キリンは12月21日の下方修正の発表で、ブラジルの子会社の業績不振で、減損損失が発生したことを明らかにしています。つまり、海外投資の失敗で損失が出てしまったということなのです。

キリンは2011年におよそ3千億円を投じてブラジルのビール大手のスキンカリオール社を買収しています。ブラジルはビール販売量で中国、米国に次ぐ世界3位の巨大なマーケットであり、スキンカリオールは当時、ブラジルで世界最大手のアンハイザー・ブッシュ・インベブに次ぐシェア2位を確保していたのです。

キリンはこの買収により、世界第3位のマーケットでの存在感を一気に高め、グローバルでの高い成長を実現していく戦略を描いていたというわけです。

ところが、現実にはキリンの思惑通りに事は運びませんでした。2013年からブラジル経済は減速を始め、ビール市場もマイナスに転じてしまったのです。

スキンカリオールから買収後社名変更をしたブラジルキリンは、縮小していく市場の中で競争が激化し、急激に販売量が減少していきます。そして、2015年には最終的に174億円もの巨額の営業赤字に転落する見込みになったのです。

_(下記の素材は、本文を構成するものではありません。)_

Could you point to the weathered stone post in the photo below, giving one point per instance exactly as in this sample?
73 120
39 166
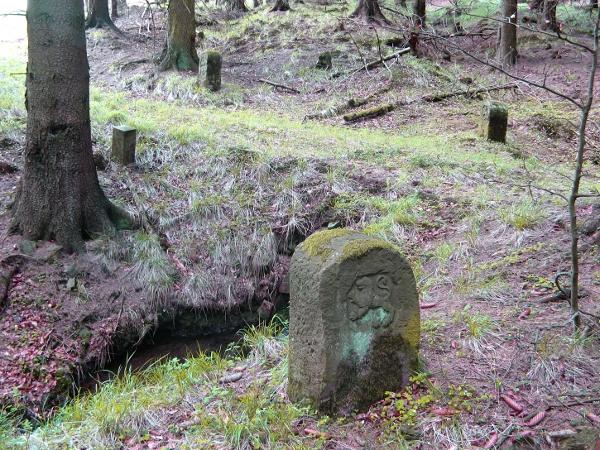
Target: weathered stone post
354 321
495 122
325 61
123 145
213 71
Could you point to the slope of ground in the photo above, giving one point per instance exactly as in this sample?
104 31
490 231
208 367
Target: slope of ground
226 185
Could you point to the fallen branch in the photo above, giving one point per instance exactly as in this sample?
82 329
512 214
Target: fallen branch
371 112
432 98
280 86
350 104
373 64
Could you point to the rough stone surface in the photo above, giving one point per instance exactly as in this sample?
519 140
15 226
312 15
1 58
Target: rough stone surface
325 61
213 71
496 122
354 321
123 146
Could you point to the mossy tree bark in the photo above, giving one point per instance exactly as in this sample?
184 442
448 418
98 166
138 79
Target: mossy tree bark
180 49
281 5
99 16
59 196
370 11
507 50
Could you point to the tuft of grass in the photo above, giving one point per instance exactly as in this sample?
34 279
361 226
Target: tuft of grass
523 215
477 327
151 269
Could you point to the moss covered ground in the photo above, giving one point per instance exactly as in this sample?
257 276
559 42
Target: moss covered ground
232 180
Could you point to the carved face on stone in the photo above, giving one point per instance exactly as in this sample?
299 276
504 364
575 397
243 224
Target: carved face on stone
369 300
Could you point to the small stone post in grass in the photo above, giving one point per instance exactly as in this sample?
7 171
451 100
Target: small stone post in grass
325 61
123 145
213 71
354 321
495 122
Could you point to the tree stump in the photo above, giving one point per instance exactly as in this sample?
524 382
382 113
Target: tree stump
354 321
123 145
495 122
213 71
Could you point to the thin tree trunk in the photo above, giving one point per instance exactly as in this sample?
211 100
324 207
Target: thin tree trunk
585 112
370 11
98 15
281 5
114 8
236 5
59 196
547 15
419 13
507 50
180 50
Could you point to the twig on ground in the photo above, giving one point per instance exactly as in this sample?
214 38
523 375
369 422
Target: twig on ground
280 86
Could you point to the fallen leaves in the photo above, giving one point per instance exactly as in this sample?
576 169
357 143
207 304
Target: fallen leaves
492 440
514 405
526 312
444 411
536 419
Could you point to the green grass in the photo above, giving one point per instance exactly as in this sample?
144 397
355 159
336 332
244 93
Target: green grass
134 404
522 215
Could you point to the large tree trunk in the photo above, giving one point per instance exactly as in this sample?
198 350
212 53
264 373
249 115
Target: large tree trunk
59 196
281 5
370 11
507 50
180 50
419 13
98 15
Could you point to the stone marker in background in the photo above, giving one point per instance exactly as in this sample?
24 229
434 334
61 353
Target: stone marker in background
495 122
325 61
213 71
123 147
354 321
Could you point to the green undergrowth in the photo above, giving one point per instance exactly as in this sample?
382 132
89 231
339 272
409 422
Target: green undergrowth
187 400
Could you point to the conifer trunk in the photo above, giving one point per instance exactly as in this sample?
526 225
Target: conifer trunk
370 11
98 15
281 5
59 197
237 5
507 50
180 49
419 13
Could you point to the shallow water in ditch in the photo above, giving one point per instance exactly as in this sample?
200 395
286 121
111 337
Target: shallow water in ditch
159 348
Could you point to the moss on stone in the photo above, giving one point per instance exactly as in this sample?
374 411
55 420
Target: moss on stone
360 247
318 244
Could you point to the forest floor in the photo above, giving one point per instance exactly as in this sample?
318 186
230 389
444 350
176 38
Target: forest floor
229 182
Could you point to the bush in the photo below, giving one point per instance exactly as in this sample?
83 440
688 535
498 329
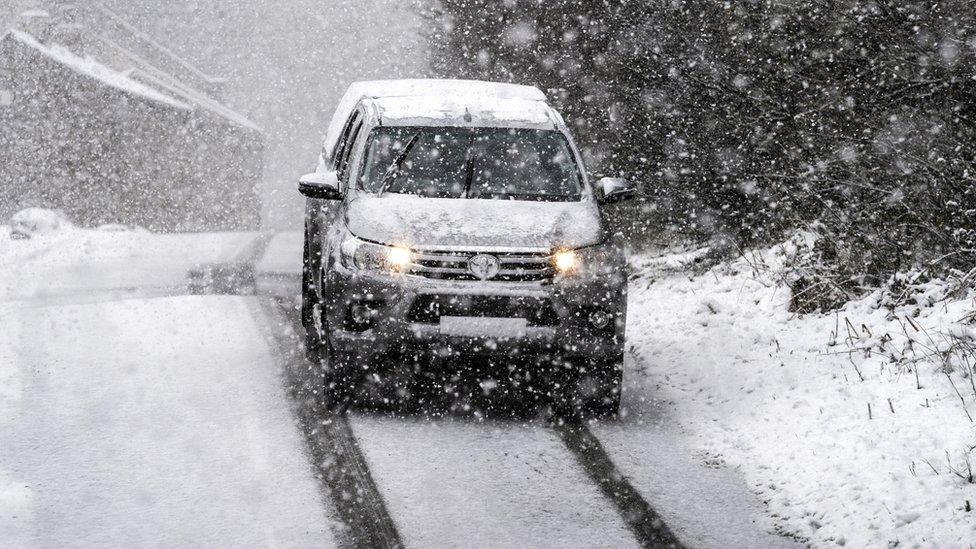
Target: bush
749 119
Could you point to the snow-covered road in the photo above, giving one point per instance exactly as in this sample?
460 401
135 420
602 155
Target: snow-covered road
131 415
151 423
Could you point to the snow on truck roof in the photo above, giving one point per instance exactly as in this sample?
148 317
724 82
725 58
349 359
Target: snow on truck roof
428 101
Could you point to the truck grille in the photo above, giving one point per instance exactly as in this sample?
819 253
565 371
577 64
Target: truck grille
453 265
429 308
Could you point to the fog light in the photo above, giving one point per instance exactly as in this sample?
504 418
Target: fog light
600 319
361 313
565 261
398 259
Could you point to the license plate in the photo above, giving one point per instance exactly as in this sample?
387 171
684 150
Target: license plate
482 326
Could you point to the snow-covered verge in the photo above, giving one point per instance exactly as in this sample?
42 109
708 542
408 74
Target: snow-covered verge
826 416
71 261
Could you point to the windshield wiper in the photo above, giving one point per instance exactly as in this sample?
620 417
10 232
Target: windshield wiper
394 168
468 176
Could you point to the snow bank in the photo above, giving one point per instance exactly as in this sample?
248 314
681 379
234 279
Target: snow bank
70 262
782 398
110 438
31 222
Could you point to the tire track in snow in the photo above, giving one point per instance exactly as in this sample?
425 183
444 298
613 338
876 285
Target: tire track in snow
338 461
643 520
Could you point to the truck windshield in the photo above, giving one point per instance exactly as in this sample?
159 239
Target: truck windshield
442 162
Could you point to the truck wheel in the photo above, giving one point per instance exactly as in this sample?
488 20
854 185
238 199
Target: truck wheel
313 343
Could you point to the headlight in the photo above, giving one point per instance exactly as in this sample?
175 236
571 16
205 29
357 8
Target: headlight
375 257
566 261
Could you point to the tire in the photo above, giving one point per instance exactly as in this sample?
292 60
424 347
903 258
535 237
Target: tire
313 342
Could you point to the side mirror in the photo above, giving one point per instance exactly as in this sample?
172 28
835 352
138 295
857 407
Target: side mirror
615 189
321 185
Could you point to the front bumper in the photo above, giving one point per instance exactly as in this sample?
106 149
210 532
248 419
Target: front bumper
558 315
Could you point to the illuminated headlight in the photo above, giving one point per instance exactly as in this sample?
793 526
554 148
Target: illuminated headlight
375 257
566 261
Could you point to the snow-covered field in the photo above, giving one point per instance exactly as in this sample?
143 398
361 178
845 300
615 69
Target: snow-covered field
780 397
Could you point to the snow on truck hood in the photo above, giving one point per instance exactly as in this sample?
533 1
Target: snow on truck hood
433 222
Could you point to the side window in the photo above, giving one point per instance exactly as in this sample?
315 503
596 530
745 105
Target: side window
342 144
346 162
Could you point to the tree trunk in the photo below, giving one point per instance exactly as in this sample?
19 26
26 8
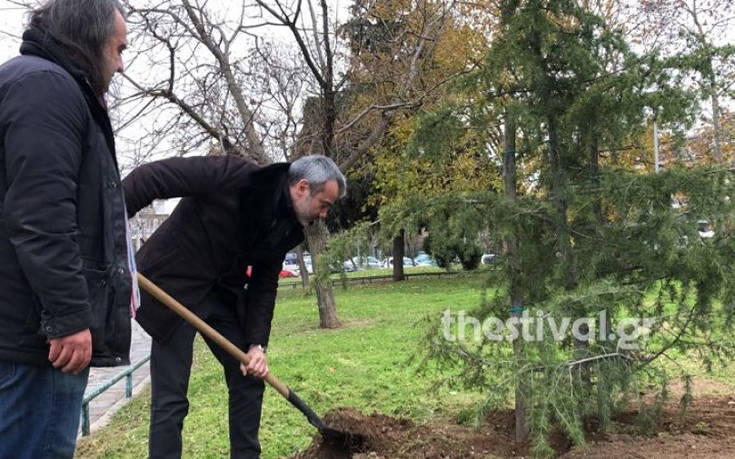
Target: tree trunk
302 268
595 173
514 272
316 235
716 125
398 253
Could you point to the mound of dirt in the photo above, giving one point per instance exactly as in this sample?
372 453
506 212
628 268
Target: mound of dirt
384 437
708 431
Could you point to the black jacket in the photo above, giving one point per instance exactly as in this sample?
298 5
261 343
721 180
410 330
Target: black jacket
235 214
63 265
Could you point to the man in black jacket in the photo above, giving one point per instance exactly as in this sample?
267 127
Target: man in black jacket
66 283
235 214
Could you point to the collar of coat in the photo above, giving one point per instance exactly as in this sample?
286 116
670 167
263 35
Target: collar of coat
39 43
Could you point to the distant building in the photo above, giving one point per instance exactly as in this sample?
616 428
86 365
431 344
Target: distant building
149 219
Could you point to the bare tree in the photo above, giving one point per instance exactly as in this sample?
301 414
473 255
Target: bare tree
696 31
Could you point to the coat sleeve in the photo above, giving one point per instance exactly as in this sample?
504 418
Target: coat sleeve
46 119
181 177
261 301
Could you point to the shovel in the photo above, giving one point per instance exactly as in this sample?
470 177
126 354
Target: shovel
329 434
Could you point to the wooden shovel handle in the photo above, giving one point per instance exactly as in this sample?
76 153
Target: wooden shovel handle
206 330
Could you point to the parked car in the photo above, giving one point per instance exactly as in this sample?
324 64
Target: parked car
388 263
368 262
705 229
288 273
424 259
489 258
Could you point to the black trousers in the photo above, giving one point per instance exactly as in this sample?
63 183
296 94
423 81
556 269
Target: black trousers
170 370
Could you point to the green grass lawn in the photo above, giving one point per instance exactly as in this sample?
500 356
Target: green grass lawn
364 364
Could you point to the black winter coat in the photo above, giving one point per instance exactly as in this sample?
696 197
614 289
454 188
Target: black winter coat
63 265
234 215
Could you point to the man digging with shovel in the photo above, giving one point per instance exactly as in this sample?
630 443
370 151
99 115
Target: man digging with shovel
234 214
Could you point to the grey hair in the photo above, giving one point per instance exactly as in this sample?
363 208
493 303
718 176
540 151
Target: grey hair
317 170
82 27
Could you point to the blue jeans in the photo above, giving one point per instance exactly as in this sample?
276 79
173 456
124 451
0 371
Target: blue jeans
39 411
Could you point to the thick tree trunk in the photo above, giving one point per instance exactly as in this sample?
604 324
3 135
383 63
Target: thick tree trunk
316 234
514 271
398 253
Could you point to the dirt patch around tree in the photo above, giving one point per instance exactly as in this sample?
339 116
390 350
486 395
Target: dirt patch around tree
707 431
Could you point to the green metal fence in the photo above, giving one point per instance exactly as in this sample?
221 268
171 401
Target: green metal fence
127 374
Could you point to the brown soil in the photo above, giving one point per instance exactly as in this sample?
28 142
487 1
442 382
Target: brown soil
708 431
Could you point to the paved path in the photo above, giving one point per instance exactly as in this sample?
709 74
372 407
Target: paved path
104 403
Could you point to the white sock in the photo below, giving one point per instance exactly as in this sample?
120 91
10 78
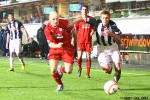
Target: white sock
21 61
11 61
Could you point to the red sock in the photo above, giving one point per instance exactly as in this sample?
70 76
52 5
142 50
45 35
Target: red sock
79 61
62 70
88 67
57 78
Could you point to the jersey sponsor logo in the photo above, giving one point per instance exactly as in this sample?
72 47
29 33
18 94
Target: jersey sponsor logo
59 36
86 26
60 29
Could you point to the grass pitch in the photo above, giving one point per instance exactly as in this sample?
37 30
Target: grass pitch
36 83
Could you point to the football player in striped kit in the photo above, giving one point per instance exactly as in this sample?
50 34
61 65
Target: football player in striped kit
108 37
14 36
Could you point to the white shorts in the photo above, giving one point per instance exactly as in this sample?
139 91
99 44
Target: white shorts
15 46
108 56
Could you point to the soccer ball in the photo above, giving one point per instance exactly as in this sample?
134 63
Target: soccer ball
111 87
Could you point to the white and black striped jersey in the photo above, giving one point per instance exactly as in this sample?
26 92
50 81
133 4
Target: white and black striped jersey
14 30
105 42
102 39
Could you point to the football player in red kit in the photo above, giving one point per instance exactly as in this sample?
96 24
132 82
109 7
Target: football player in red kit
59 39
84 41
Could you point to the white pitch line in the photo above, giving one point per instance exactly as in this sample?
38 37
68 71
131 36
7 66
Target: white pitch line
123 73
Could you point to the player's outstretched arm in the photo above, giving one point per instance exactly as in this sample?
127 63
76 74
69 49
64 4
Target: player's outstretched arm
54 45
25 33
71 23
7 41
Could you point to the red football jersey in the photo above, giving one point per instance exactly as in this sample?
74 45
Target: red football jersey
59 34
84 30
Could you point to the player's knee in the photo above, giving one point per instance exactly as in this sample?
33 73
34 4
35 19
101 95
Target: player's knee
53 71
69 71
107 71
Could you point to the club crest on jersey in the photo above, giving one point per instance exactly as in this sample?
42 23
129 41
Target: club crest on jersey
60 29
59 36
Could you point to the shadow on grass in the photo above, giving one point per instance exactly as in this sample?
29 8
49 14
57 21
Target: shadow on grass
135 89
33 74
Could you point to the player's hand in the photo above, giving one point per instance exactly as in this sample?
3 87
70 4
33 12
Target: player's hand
107 32
6 46
60 44
72 43
27 39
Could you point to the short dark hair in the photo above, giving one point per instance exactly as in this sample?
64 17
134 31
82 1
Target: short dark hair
85 6
10 13
105 12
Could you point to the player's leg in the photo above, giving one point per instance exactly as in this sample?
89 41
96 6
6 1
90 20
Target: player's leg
105 62
68 67
79 58
11 59
18 50
88 49
68 59
53 66
117 61
88 64
42 51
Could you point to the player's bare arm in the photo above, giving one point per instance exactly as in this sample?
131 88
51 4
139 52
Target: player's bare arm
115 36
54 45
7 41
26 34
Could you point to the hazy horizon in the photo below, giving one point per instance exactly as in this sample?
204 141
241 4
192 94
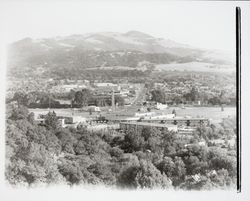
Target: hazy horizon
187 23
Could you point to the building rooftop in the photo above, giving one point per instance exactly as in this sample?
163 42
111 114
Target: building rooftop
149 124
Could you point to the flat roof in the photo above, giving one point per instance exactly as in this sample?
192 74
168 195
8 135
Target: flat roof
172 119
148 124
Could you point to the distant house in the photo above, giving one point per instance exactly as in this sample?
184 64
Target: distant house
128 125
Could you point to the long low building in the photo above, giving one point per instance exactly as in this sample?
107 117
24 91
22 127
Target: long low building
180 121
128 125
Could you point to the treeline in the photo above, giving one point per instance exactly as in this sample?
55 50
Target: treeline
76 99
141 158
193 96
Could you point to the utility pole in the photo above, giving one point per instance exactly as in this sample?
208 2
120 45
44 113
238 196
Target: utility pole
113 100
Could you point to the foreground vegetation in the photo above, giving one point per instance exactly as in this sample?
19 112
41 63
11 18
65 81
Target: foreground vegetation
145 158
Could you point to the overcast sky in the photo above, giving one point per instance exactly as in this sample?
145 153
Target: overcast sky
201 24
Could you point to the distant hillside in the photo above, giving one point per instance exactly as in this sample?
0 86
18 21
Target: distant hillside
77 53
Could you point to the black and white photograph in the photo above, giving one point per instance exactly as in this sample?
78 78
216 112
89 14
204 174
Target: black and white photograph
123 96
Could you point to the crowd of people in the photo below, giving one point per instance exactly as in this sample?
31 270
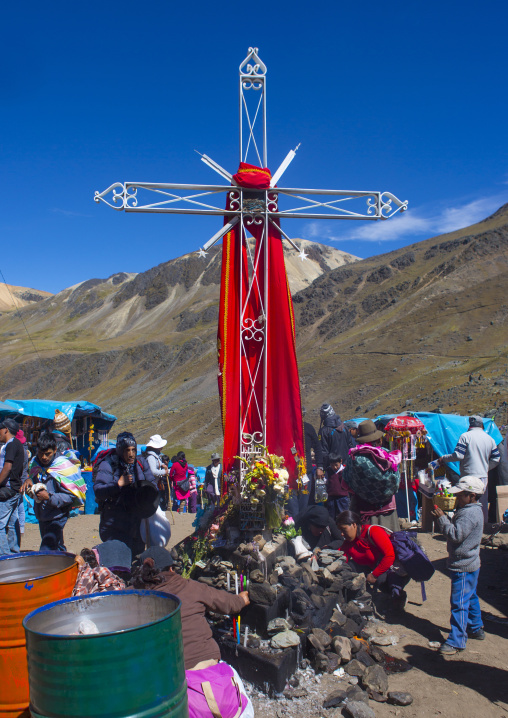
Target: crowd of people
347 500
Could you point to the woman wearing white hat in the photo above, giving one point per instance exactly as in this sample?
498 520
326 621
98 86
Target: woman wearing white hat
153 455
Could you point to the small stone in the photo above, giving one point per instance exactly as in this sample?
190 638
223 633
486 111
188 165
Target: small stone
288 561
384 640
262 593
357 644
358 709
338 617
359 584
277 625
335 698
378 697
260 542
286 639
364 658
319 662
355 693
375 679
291 693
398 698
355 668
257 576
322 636
342 648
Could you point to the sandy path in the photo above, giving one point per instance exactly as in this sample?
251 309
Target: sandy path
472 684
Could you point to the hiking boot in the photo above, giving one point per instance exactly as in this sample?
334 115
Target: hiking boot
399 602
447 650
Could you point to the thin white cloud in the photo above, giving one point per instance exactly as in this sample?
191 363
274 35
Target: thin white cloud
412 223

このような業績不振に陥ったブラジルキリンの企業価値は、当初の買収価格の3千億円には当然見合わず、企業価値を評価し直した結果、およそ1140億円の価値の毀損が判明したために、資産価値を1140億円減じる一方で、評価損として同額を計上し、最終的に赤字決算に転落したというのが、今回の経緯といえます。

今回の赤字が深刻な問題ではない理由とは?

今回キリンは1949年の上場以来初めて赤字を計上することになりましたが、決算書を分析すると、あまり心配する必要はないと思われます。

その理由として、次のようなポイントが挙げられるでしょう。

1.今回の赤字は特別な事情によるものであり、継続的なものでない

前述したように、今回のキリンの赤字は海外の買収企業の企業価値の洗い替えで発生したものであり、一時的なものです。今後の事業に継続的なマイナスの影響を与えるものではないため、そんなに深刻なものではないといっても過言ではないのです。

2.赤字といってもキャッシュの流出はない

通常、赤字というと赤字を補填するために現金が流出していくというイメージがありますが、今回の赤字では現金の流出はありません。資産の目減りによる形式的な赤字であり、560億円の最終赤字といっても、その分の資金手当てをする必要はないのです。

3.業績は順調である

キリンの直近の2015年第3四半期の決算短信を分析すると、前年同期比、売上で1.4%増、営業利益は26.6%増、経常利益は38.4%増、そして当期純利益は149.5%増と非常に堅調なことがわかります。

確かに赤字に転落するのは、好ましい状況ではありませんが、今回のキリンが思い切って上場以来初の赤字決算を行う背景には、業績が堅調な今こそ早期に「負の遺産と決別し、失敗を先送りすることなく、アグレッシブに前を目指していくという強い意志が込められていると思われます。

その意味で、今回の決算は財務の健全化を図る「前向きな赤字といっても過言ではないでしょう。

「上場以来初の赤字」というショッキングな歴史を敢えて刻むことによって、経営陣はもちろんのこと全社員に対して、失敗すればいかにキリンといえども赤字に転落するという危機感を植え付け、もう二度と同じ過ちは繰り返さないと誓う意味もあったのではないでしょうか。